Michael Krieger of Liberty Blitzkrieg has written another good article, this one on the dangers that the algorithms used by tech giants pose to our very ability to think. Are you sure your thoughts are your own when every interaction online is being used to present the ideas that are most profitable to those with the power?
…It’s important to note that while much of the recent focus on tech giants revolves around market dominance and anti-competitiveness, the real danger posed is far more extensive. Particularly since the post-election “panic of 2016,” these companies have begun to more earnestly morph into digital information gatekeepers in the name of empire and the national security state.
Day by day, tweaked algorithm by tweaked algorithm, and with each new thought criminal banished from major digital platforms, we’ve seen not only dissident views marginalized, but we’ve also lost a capacity to access information we’re looking for should tech company CEOs or their national security state partners deem it inappropriate. The powers that be have determined the internet permitted too much freedom of thought and opinion, so the tech giants stand ready to bluntly throw the hammer down in order to reverse that trend and regain narrative control. The algorithm will be used to get you in line, and if you don’t comply, the algorithm will destroy you.
More from TruthDig:
Stiegler believes that digital technology, in the hands of technocrats whom he calls “the new barbarians,” now threatens to dominate our tertiary memory, leading to a historically unprecedented “proletarianization” of the human mind. For Stiegler, the stakes today are much higher than they were for Marx, from whom this term is derived: proletarianization is no longer a threat posed to physical labor but to the human spirit itself…
Stiegler firmly believes that a distinction must always be upheld between “authentic thinking” and “computational cognitivism” and that today’s crisis lies in confusing the latter for the former: we have entrusted our rationality to computational technologies that now dominate everyday life, which is increasingly dependent on glowing screens driven by algorithmic anticipations of their users’ preferences and even writing habits (e.g., the repugnantly named “predictive text” feature that awaits typed-in characters to regurgitate stock phrases)… As Stiegler’s translator, the philosopher and filmmaker Daniel Ross, puts it, our so-called post-truth age is one “where calculation becomes so hegemonic as to threaten the possibility of thinking itself.”
This is the true crux of what we’re dealing with, and so we find ourselves at a terrifying transition point in the entire historical human experience should we fail to correct it.
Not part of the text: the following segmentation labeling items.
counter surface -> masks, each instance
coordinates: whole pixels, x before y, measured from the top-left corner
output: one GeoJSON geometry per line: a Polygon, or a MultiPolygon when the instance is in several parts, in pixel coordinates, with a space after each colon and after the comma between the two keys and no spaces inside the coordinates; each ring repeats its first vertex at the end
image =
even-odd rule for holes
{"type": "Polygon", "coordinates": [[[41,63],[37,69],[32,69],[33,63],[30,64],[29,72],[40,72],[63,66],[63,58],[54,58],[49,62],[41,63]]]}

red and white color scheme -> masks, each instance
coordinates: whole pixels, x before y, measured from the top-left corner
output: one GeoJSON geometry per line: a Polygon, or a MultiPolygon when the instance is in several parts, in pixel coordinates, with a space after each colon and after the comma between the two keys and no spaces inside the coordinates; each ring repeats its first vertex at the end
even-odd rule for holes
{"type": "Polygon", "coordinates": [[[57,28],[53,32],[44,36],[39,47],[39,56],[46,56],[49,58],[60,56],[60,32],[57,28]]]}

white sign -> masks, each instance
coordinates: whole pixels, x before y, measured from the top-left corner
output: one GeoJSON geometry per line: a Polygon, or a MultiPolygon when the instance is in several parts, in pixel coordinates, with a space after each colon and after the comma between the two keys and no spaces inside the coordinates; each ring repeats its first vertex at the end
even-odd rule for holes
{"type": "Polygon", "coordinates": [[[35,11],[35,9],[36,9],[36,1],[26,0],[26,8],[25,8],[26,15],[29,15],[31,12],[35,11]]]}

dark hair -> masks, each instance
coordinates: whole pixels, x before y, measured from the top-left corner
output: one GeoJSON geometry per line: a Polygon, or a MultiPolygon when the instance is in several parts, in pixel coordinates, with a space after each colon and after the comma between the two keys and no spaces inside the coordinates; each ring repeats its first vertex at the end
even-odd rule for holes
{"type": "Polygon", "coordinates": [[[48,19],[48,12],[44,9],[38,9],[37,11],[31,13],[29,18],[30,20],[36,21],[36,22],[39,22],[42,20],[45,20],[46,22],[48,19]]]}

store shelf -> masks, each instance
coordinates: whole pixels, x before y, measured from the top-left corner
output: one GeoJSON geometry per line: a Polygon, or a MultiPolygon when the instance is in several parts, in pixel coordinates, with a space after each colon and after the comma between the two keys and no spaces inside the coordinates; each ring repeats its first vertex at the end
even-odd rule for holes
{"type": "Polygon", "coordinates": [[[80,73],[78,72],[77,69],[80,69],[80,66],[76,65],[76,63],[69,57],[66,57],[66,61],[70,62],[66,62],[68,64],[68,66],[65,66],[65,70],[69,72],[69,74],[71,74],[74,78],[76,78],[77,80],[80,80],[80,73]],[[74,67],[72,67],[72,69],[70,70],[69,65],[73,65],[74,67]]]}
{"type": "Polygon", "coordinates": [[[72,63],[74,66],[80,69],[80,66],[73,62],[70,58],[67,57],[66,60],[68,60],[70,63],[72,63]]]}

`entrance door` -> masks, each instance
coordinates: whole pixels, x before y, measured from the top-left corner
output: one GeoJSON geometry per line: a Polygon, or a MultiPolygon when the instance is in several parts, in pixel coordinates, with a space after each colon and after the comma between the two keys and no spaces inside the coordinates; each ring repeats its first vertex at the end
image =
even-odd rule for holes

As a consequence of their dominant market shares in core areas of our modern digital world like e-commerce (Amazon), human-to-human communication (Facebook) and information access (Google), tech giants now have the capacity to replace human curiosity and thought with opaque and ever-changing algorithms…
The internet was supposed to free information while connecting people and ideas across borders. This promise is being lost with each passing day, and rectifying the situation is one of the most significant challenges we face. Should we fail, we can look forward to a future where humanity consists of little more than digitally lobotomized automatons responding like lab rats to algorithms created by tech CEOs and their national security state partners.